An investigation last year by IT security company Mimecast found that more ‘unsophisticated’ cyberattacks are becoming significant threats to businesses and insurers, especially those from malicious voicemail messages. In its Threat Intelligence Report released in November, Mimecast noted the multi-faceted nature of cyber threats and outlined the increasing ways in which criminals can attack businesses using online and digital-based platforms.
Mimecast’s investigation found that the overwhelming majority of attacks are relatively unsophisticated – a reflection of the increasing ease of access to online tools and kits for any individual to launch a cyberattack. Not all cyber threats originate from a high-tech lair, but instead increasing numbers come from makeshift criminals with access to the right tools and knowhow – malicious voicemail messages being just one popular method of attack.
Garret O’Hara, principle technical consultant at Mimecast, explained to Insurance Business how this frequently used form of attack works, and how it is a risk to businesses.
“Malicious voicemail messages are not particularly sophisticated, but often effective as they use social engineering to harvest credentials,” O’Hara said. It prays on the human Achilles heel of curiosity to trigger its trap. “For example, if you receive a notification that you have a voicemail message, your curiosity will often get the better of you and you’ll click on the link to access the file,” explained O’Hara, “which is exactly what the scammer wants you to do.”
Different traps are often laid via this form of attack – ranging from a virus being downloaded to your device, to the scammer listening to and capturing personal details.
“You may be asked to log into your voicemail, which would give the hacker access to your credentials,” O’Hara explained. “Or, instead, a simple click on the voicemail file could initiate the download of ransomware on to your device.”
Voice phishing has also been favoured by cyber-criminals in recent months, using similar tactics to those used in voicemail attacks. O’Hara believes that these sorts of attacks will only increase as the year continues.
“Cybercriminals will use voice calls as a pre-cursor to a malicious email being sent to build trust,” he said. “For example – if a supplier calls you in advance to say ‘Hi, it’s John from the accounts department at XYZ Supplier. I’m calling to let you know we’re changing our EFTPOS details and you’ll receive an email shortly with a login link…’, you’re more likely to trust and open that email when it arrives.”
While deemed traditionally ‘unsophisticated’, O’Hara and Mimecast believe that this cyber threat is evolving and growing more nuanced than ever before. Business Email Compromise (BEC) is on the rise too, as attackers try out different forms of breaches.

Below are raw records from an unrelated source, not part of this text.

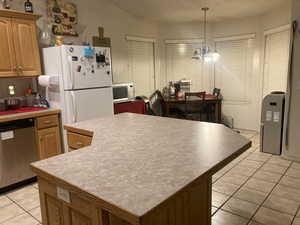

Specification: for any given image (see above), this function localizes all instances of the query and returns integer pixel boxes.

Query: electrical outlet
[8,85,16,96]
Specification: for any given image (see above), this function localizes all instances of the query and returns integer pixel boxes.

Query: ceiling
[111,0,290,22]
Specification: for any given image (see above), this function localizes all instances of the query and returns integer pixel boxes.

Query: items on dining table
[179,79,192,95]
[169,81,176,97]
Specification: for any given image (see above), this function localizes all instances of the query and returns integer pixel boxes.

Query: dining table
[163,94,222,123]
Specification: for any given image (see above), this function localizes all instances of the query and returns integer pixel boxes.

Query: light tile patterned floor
[0,131,300,225]
[212,131,300,225]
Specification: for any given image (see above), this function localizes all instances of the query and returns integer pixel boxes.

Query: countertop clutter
[32,113,251,224]
[0,107,60,123]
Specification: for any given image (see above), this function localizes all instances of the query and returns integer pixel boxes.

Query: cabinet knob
[76,141,83,146]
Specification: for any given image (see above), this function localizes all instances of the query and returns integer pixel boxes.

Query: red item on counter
[205,94,217,98]
[114,100,146,114]
[0,107,46,116]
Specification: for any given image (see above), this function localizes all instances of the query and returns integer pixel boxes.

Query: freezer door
[65,87,113,123]
[61,45,112,90]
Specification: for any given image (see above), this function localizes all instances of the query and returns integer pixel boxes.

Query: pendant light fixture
[192,7,220,62]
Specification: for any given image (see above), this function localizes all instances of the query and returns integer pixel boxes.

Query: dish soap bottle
[24,0,33,13]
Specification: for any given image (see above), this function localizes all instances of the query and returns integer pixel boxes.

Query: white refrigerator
[43,45,113,128]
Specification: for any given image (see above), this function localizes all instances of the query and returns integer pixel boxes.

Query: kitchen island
[32,113,251,225]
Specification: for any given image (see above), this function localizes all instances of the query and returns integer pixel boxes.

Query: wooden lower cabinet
[38,127,61,159]
[35,114,62,160]
[38,175,212,225]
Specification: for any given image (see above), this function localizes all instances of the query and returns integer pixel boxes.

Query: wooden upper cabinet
[0,10,41,77]
[0,17,18,77]
[12,19,41,76]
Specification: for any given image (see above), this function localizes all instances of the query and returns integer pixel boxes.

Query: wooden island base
[31,113,251,225]
[38,175,212,225]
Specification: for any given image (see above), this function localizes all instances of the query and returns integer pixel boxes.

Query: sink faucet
[0,0,10,9]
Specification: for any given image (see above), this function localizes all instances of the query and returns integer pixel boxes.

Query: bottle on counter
[24,0,33,13]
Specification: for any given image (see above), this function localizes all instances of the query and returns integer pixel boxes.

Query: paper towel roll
[39,75,58,87]
[39,75,50,87]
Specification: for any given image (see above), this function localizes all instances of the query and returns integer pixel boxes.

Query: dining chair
[184,91,207,121]
[148,90,164,116]
[213,88,221,98]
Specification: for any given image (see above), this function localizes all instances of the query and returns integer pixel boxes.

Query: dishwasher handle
[0,118,34,132]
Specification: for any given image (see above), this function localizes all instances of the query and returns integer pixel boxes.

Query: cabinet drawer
[37,115,58,129]
[67,132,92,150]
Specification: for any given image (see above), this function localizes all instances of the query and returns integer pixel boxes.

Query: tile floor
[0,131,300,225]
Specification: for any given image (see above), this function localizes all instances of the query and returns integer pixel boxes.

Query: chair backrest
[213,88,221,97]
[184,91,206,113]
[149,90,164,116]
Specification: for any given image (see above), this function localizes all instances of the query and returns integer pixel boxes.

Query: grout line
[211,148,271,224]
[291,206,300,224]
[6,196,40,224]
[247,157,292,225]
[220,153,271,224]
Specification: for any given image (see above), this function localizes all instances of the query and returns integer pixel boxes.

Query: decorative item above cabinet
[0,10,41,77]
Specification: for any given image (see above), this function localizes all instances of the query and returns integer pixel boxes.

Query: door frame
[261,24,291,102]
[125,35,160,97]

“AIG Insurance said it received more claims for BEC than ransomware and data breaches in the Europe, Middle East, and Asia region in 2018, with BEC-related insurance filings accounting for 23% of all cyber insurance claims AIG received that year,” said O’Hara.
AIG blamed the rise in BEC-related cyber-insurance claims on poor security measures victim companies had in place, such as the use of poor passwords for accounts, companies not using multi-factor authentication, or the lack of employee training in regard to email-based attacks.
Read more: Boards must be custodians of cyber security
The threat of cyberattacks is real, and its face is changing while its nature is multifaceted. For insurers, it is important to be wary on multiple fronts. Insurers have to be aware of cyberattacks of all forms targeting their business clients, while they themselves must also put the necessary defences in place to protect against attacks.
“Cybercriminals can see the rewards are there and the rewards are rich, so they’re getting braver and more determined to succeed,” said O’Hara. Insurers would do well to heed and act on that warning.